If the multi-sig creator makes a mistake in setting addresses:
- They can deploy a new multi-sig with the correct configuration
- Call
set-contract-addressesagain with the correct addresses - Deploy the token contract through the new multi-sig
- The token contract calls
initialize-token-distribution
Since the condition is (asserts! (is-eq tx-sender (var-get dao-token)) ERR-NOT-AUTHORIZED), as long as the caller matches whatever is currently set as dao-token, the initialization will succeed.
This approach gives flexibility to fix mistakes without complex recovery mechanisms, while still maintaining the security of requiring the multi-sig for deployment.
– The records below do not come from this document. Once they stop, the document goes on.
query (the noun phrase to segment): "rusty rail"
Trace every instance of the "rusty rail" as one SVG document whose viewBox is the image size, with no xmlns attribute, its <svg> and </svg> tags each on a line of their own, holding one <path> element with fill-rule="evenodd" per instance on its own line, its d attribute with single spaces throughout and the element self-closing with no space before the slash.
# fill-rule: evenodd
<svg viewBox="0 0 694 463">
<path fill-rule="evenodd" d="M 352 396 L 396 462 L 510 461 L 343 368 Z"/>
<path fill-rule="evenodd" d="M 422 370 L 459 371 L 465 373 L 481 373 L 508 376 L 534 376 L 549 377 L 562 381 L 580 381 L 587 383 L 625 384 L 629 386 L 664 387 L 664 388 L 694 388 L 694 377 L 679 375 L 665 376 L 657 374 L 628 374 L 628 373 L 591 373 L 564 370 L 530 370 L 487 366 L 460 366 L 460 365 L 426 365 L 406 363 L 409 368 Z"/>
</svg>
The only consequence is that the first incorrect multi-sig would need to be abandoned, but that's a reasonable tradeoff for the simplicity it provides.
;; Pre-launch participants are considered co-deployers of the DAO contract infrastructure through ;; the multi-sig and thus have legitimate claim to protocol fees based on: ;; ;; 1. They provide valuable service in protocol deployment and bootstrapping ;; 2. Fee distribution is transparent, immutable and programmatically defined ;; 3. Multi-sig creation formalizes their relationship with the DAO ;; ;; Fee compensation is separate from token purchase: ;; - Participants buy tokens through seat purchase ;; - Participants receive fees as compensation for their deployer role ;; - These are distinct forms of value with different legal bases ;; ;; Implementation follows standard DeFi practices: ;; ;; This creates proper incentive alignment and encourages long-term protocol engagement ;; beyond the initial vesting period.
Fee Airdrops
We simplified the fee distribution system by replacing a complex period-based claiming mechanism with a streamlined automatic airdrop approach. Instead of tracking fees per period and requiring each user to manually claim their share, the new system accumulates all fees in a single pool and distributes them proportionally to all seat holders in one transaction. We optimized the code by directly using the existing seat-holders list, implemented a cooldown period between airdrops, and added a special "final airdrop" mode on bonding. The new system is more gas-efficient and provides a much better user experience since users automatically receive their fees without any action required.